Wisconsin Emerging Scholars
"The WES program helped a lot since we worked in small groups because we got more one-on-one attention. I wish my discussions were like this for every class!"- WES-CS participant
Jazzed about Math and/or Computer Science? Interested in engaging into the material at a deeper level and coming out with greater knowledge? Check out Wisconsin Emerging Scholars (WES).
WES sections are 1-2 credit courses that offer motivated students the opportunity to continue the material covered in their large Calculus or Introductory CS lecture with a small group of similarly dedicated students under the supervision of an experienced undergraduate or graduate student.
Biology Core Curriculum (Biocore)
"Biocore was the best decision I made as an undergraduate. I have never been so challenged, nor so excited about learning as during my time in Biocore. Biocore has taught me to think critically and how to question. It helped me develop my science writing and problem solving skills, and made other advanced courses easier. Biocore helped me push myself and manage time wisely. I learned to be a part of a team and made some great friendships." - Senior student reflecting on their Biocore experience
Biocore is an integrated sequence of lecture and lab courses created especially for students who have deep interest in biology and are highly motivated to spend time learning biology within a small community of students, peer mentors, and instructors. The sequence begins in the fall with the following course progression (Sem 1) Evolution, Ecology, and Genetics, (Sem 2) Cellular Biology, (Sem 3) Organismal Biology, and (Sem 4) Biological Interactions (all taken for Honors). Students learn to do original science research, communicate scientifically, solve problems, think critically, and work collaboratively with a highly-motivated peers. Biocore fulfills introductory and some intermediate/advanced requirements for a variety of majors, and builds a firm foundation for additional upper-level coursework.

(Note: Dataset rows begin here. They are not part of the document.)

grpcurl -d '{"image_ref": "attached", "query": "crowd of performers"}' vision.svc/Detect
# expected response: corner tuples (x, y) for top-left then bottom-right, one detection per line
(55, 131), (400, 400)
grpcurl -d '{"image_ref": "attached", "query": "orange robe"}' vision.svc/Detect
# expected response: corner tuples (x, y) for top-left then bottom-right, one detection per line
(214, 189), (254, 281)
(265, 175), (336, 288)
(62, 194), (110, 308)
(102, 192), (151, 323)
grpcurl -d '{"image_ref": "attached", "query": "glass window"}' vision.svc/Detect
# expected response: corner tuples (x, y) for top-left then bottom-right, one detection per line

Biocore typically starts in sophomore year, however, Biocore does offer freshman admission to a small (~10) cohort of well prepared and highly motivated freshman interested in any biological science. This option is available for freshman who anticipate having credit for Chemistry 103 and Math 221 (via AP Calc, IB or transfer credit) and are interested in continuing Chemistry in their first semester at UW-Madison. Interested students should fill out a Freshman Admission application prior to SOAR.